Fertility decline in Nepal
Given the striking decrease in the country’s fertility rate, Nepal is an unusual success story. It has achieved such a rapid fertility decline in the face of significant and complex development challenges. Of the nation’s 27.8 million inhabitants, 30% live below the poverty line and many ethnic minority groups experience both extreme poverty and social and cultural exclusion.

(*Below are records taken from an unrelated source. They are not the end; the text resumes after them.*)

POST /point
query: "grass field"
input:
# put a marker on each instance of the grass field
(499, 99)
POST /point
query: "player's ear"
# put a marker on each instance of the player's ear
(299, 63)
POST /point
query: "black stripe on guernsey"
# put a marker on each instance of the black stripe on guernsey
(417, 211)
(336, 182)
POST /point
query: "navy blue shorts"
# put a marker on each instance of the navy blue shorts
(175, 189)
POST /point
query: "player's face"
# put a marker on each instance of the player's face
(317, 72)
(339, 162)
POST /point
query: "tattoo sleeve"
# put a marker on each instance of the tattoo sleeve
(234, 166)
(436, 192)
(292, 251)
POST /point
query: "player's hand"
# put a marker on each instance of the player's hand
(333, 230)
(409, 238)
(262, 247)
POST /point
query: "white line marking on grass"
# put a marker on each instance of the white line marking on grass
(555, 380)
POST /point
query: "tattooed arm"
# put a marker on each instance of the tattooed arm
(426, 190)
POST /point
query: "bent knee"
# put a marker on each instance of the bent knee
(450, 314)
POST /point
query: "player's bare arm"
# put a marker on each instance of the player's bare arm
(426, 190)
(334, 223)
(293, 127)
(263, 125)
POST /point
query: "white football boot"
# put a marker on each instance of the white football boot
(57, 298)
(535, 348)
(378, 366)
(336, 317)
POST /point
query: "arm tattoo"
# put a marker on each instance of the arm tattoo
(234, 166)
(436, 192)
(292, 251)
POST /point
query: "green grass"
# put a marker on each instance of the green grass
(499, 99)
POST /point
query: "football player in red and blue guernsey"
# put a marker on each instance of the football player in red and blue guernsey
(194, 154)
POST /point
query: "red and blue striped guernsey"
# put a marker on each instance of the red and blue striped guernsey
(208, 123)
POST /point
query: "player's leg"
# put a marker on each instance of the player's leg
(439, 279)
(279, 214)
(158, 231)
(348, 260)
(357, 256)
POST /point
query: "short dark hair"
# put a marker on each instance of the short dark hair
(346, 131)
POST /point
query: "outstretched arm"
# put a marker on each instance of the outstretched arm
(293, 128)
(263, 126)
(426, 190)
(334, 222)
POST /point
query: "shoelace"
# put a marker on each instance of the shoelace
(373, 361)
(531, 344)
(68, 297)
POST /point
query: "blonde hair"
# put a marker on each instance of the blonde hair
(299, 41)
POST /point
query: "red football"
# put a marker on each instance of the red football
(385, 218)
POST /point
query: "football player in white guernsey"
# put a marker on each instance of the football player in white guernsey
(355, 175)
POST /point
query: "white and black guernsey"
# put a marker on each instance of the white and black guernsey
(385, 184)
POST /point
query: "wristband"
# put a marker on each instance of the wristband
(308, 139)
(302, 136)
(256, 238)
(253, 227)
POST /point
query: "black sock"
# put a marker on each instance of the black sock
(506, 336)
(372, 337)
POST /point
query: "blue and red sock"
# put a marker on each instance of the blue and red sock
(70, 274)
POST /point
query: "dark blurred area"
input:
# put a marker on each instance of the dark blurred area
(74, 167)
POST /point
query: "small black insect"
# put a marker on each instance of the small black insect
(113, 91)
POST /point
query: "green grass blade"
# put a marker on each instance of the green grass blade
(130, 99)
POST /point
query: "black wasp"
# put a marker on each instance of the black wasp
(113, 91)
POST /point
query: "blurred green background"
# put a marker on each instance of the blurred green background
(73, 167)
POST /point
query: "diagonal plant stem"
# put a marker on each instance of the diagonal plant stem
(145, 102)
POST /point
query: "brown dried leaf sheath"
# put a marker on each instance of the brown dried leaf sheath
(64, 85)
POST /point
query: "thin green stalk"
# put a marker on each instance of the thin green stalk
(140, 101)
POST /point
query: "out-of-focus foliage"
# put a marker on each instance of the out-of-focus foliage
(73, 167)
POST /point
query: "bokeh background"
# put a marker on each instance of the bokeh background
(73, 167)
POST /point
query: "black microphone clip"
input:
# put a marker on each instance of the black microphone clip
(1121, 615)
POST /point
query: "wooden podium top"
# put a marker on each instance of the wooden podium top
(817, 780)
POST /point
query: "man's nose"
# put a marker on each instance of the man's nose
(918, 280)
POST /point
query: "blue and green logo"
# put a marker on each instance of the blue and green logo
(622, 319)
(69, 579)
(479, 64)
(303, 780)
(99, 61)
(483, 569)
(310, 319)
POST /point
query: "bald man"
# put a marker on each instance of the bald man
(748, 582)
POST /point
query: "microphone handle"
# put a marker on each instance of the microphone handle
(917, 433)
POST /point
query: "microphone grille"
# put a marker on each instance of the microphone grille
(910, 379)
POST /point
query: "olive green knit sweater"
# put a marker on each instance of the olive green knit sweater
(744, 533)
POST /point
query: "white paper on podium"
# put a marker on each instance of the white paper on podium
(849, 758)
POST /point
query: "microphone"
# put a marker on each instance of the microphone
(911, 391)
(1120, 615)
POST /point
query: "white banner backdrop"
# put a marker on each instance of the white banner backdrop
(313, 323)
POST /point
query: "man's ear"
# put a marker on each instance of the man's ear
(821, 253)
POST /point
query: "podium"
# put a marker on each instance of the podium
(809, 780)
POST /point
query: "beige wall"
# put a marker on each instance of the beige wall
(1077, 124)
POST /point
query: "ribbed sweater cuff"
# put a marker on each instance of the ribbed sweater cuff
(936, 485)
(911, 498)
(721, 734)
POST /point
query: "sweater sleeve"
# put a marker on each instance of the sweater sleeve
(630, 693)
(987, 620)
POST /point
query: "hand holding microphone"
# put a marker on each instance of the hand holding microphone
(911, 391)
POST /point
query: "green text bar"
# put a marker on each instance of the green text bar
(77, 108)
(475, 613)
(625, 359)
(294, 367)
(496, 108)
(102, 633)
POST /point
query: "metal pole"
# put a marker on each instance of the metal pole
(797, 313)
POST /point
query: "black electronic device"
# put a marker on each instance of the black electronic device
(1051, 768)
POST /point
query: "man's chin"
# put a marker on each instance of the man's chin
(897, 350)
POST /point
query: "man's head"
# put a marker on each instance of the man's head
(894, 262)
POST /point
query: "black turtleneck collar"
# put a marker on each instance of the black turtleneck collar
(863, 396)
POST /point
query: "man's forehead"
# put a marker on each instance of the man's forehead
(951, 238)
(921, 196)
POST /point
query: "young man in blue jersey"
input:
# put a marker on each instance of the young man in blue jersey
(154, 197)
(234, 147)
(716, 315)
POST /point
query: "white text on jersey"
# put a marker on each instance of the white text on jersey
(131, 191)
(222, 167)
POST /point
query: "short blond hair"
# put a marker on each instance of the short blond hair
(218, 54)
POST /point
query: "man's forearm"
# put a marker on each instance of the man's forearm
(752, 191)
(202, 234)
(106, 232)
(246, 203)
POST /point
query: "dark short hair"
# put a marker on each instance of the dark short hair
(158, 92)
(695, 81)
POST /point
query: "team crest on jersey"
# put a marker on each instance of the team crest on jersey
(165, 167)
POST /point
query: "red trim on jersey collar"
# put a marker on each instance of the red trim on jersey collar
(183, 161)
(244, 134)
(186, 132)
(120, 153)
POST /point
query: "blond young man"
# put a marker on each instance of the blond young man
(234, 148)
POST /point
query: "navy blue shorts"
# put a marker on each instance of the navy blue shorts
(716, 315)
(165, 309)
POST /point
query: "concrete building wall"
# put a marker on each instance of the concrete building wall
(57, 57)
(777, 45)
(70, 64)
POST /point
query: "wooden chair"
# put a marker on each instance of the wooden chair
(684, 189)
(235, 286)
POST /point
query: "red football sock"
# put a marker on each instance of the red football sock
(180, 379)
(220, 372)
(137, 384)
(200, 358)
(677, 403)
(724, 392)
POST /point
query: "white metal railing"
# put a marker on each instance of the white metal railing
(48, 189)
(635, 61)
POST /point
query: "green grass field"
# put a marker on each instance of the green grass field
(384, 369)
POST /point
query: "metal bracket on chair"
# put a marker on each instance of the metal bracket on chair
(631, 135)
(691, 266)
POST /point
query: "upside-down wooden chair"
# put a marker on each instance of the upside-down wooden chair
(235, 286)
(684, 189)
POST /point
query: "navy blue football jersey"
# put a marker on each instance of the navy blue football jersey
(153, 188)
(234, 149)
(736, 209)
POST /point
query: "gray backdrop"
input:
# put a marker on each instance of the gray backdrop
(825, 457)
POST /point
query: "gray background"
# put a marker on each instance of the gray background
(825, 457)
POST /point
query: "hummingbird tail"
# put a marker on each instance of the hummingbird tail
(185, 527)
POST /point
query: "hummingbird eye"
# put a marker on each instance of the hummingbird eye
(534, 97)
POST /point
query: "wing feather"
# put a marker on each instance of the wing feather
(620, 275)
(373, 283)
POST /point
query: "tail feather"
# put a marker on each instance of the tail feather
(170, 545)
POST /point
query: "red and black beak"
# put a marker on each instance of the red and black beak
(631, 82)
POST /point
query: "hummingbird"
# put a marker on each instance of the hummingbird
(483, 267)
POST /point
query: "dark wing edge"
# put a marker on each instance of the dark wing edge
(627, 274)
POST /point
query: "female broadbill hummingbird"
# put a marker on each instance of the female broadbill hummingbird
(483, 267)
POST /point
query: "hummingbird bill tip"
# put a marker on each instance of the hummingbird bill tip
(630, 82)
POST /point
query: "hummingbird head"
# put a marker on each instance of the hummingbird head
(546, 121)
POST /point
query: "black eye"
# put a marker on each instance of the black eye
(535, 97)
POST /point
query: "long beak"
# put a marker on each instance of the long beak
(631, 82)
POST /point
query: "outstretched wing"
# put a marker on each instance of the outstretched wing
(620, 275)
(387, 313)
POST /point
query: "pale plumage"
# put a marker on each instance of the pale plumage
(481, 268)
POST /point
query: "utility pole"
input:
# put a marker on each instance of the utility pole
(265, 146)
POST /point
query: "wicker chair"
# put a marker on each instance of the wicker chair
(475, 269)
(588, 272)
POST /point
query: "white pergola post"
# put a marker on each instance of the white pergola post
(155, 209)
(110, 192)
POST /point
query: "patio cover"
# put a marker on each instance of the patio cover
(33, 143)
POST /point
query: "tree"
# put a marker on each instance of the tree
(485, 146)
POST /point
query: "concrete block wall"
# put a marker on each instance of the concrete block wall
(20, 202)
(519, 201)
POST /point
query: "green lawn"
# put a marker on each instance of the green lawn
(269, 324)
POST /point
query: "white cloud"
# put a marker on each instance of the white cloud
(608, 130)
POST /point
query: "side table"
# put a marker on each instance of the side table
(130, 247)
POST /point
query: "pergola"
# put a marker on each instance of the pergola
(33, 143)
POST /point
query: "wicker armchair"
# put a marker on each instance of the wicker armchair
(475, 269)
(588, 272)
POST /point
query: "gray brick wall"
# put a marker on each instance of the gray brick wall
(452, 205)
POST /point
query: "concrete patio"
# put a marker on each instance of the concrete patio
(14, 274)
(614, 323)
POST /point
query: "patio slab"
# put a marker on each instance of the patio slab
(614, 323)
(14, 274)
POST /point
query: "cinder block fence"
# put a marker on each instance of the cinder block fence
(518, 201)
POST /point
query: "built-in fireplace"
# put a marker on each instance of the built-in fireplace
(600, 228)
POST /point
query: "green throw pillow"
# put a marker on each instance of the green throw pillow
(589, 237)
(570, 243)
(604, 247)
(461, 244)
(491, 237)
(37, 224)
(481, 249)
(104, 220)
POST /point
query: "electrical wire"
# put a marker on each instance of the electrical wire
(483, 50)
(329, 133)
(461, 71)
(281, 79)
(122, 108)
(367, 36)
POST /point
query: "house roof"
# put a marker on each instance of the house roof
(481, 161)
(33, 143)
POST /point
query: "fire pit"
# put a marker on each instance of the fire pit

Nepal is still recovering from a decade of intense political violence and conflict, the end result of which was to eliminate the hereditary monarchy in favour of an independent republic. Ranked 142 out of 177 countries on the Human Development Index, the Nepalese government has multiple social
and economic issues to tackle.
Nevertheless, the government, in collaboration with development partners, has made considerable progress towards improving national health outcomes. For example, the infant mortality rate decreased from 71 per 1,000 live births in 2001 to 56 per 1,000 live births in 2007. Similarly, the maternal mortality rate, though still extremely high at 740 per 100,000 births, has dropped from the rate of 830 deaths per 100,000 births in 2001. Using data from Demographic and Health Surveys (DHS), this brief focuses on Nepal’s recent fertility decline and argues that, despite historically high fertility levels, the nation is now in a period of fertility transition
MSI and SPN’s contribution to fertility decline in Nepal
Without question, a substantial part of Nepal’s successful lowering of national fertility rates is due to the coordinated efforts of both the Nepali government and participating national and international development organisations. Among non government actors, SPN’s work has been instrumental in expanding the market for modern family planning methods. It is estimated that SPN contributed about eight percent of the total modern method use in the country in 2006.